Because requiring U.S.-based R&D expenses to be allocated to GILTI income would reduce the amount of income in that basket, it also has the effect of reducing the amount of foreign tax credits that can be taken against taxes on that income. Unfortunately, this would serve to offset or even eliminate the benefits of domestic incentives like the R&D Tax Credit and create an incentive for companies to locate their R&D functions and the associated jobs elsewhere. For many companies who perform R&D around the world, how these expenses are allocated for tax purposes is critical in determining where their R&D activities will be located. Accordingly, ITI believes that the goal of promoting U.S.-based R&D would be best served by not requiring R&D expense to be allocated to GILTI income, which we outlined in our recent letter to Treasury.
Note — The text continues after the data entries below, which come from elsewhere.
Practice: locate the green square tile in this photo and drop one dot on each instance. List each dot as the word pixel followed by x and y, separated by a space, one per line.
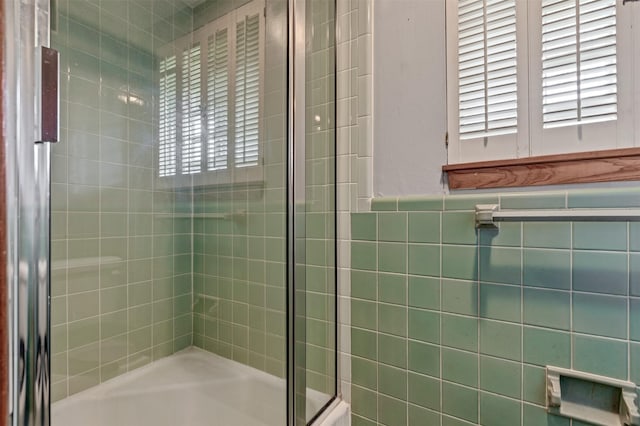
pixel 83 359
pixel 547 268
pixel 113 299
pixel 500 302
pixel 364 226
pixel 424 292
pixel 506 235
pixel 429 203
pixel 534 387
pixel 392 257
pixel 391 411
pixel 364 284
pixel 460 367
pixel 634 236
pixel 460 297
pixel 501 265
pixel 547 235
pixel 424 358
pixel 599 272
pixel 361 421
pixel 364 255
pixel 392 227
pixel 424 391
pixel 364 373
pixel 547 347
pixel 460 332
pixel 547 308
pixel 392 319
pixel 459 228
pixel 528 200
pixel 468 202
pixel 609 198
pixel 418 416
pixel 453 421
pixel 424 228
pixel 600 356
pixel 500 376
pixel 364 402
pixel 635 362
pixel 392 350
pixel 600 314
pixel 634 274
pixel 500 339
pixel 83 332
pixel 113 324
pixel 364 314
pixel 424 259
pixel 392 381
pixel 600 236
pixel 392 288
pixel 460 401
pixel 538 416
pixel 424 325
pixel 384 204
pixel 364 343
pixel 460 262
pixel 634 319
pixel 499 411
pixel 83 305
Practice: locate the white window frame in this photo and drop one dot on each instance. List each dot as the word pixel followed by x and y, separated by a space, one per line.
pixel 231 174
pixel 532 139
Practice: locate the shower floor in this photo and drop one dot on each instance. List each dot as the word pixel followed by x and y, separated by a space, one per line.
pixel 192 387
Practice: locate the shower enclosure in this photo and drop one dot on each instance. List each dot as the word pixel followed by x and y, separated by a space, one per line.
pixel 173 256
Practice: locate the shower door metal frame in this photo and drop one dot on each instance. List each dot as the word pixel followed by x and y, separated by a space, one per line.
pixel 295 196
pixel 296 222
pixel 28 214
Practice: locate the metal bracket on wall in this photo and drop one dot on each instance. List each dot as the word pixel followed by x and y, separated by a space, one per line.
pixel 488 214
pixel 597 399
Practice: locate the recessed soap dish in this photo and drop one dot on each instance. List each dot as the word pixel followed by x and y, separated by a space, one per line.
pixel 596 399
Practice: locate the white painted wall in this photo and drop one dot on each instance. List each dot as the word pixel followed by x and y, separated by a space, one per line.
pixel 409 97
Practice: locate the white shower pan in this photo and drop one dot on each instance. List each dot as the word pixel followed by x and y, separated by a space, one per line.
pixel 192 387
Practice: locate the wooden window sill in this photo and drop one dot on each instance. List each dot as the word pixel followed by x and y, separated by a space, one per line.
pixel 584 167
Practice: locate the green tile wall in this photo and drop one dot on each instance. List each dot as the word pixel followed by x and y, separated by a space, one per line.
pixel 453 326
pixel 121 270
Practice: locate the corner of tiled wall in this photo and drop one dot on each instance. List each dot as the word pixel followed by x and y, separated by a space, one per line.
pixel 354 150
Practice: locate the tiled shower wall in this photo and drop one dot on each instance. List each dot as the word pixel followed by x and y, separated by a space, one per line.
pixel 453 326
pixel 121 270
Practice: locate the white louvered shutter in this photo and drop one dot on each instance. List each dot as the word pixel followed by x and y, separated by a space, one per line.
pixel 191 111
pixel 579 64
pixel 487 68
pixel 167 126
pixel 247 91
pixel 217 100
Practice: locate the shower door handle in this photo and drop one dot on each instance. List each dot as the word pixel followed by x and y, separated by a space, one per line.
pixel 49 76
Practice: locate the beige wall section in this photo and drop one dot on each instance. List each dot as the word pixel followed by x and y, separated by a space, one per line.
pixel 354 151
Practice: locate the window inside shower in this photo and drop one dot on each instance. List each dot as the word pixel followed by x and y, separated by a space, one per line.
pixel 169 273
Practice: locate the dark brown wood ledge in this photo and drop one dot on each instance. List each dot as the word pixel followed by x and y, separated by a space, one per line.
pixel 583 167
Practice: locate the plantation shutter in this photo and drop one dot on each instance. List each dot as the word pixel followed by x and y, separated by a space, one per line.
pixel 218 100
pixel 247 91
pixel 191 111
pixel 579 69
pixel 167 128
pixel 487 68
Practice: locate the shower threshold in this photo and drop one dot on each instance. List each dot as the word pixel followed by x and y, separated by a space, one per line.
pixel 192 387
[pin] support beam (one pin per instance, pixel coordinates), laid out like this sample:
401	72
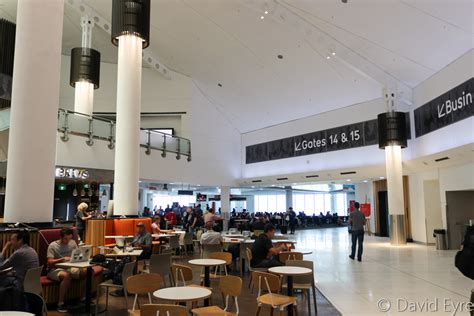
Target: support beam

Incentives aside, ITI also believes that this is the right answer from a tax policy perspective. Under the current regulations, companies are required to allocate expenses solely to classes of income that can “reasonably be expected to benefit, directly or indirectly, from the taxpayer’s research expense.” The regulations further provide that expenses should be allocated in a manner that reflects the factual relationship between the deduction and grouping of income. For companies who own their IP in the United States, the U.S. parent company benefits from the R&D expenditures – not the foreign subsidiaries who may be licensing the U.S.-based IP from the parent. Generally speaking, these foreign subsidiaries are not directly or indirectly benefiting from the improvements or breakthroughs that the R&D results in because their functions are limited to areas like manufacturing and sales. Therefore, their income is based on performing those functions, not the value of the U.S.-based IP.

Additionally, the structure of GILTI was originally designed to prevent taxpayers from incurring residual U.S. taxes if they were paying an effective tax rate above 13.125 percent. However, because foreign tax credits under GILTI are so limited, many taxpayers will face higher rates and the risk of double taxation. Allocating R&D expense to GILTI income increases that risk, another reason why it would benefit the system overall to not require these expenses to be apportioned to GILTI.

ITI shares the goals of TCJA and we look forward to working with Treasury as it moves ahead with finalizing implementation of this important law to ensure that new regulations, as well as existing regulations affected by the new system, continue to incentivize businesses to innovate in the United States.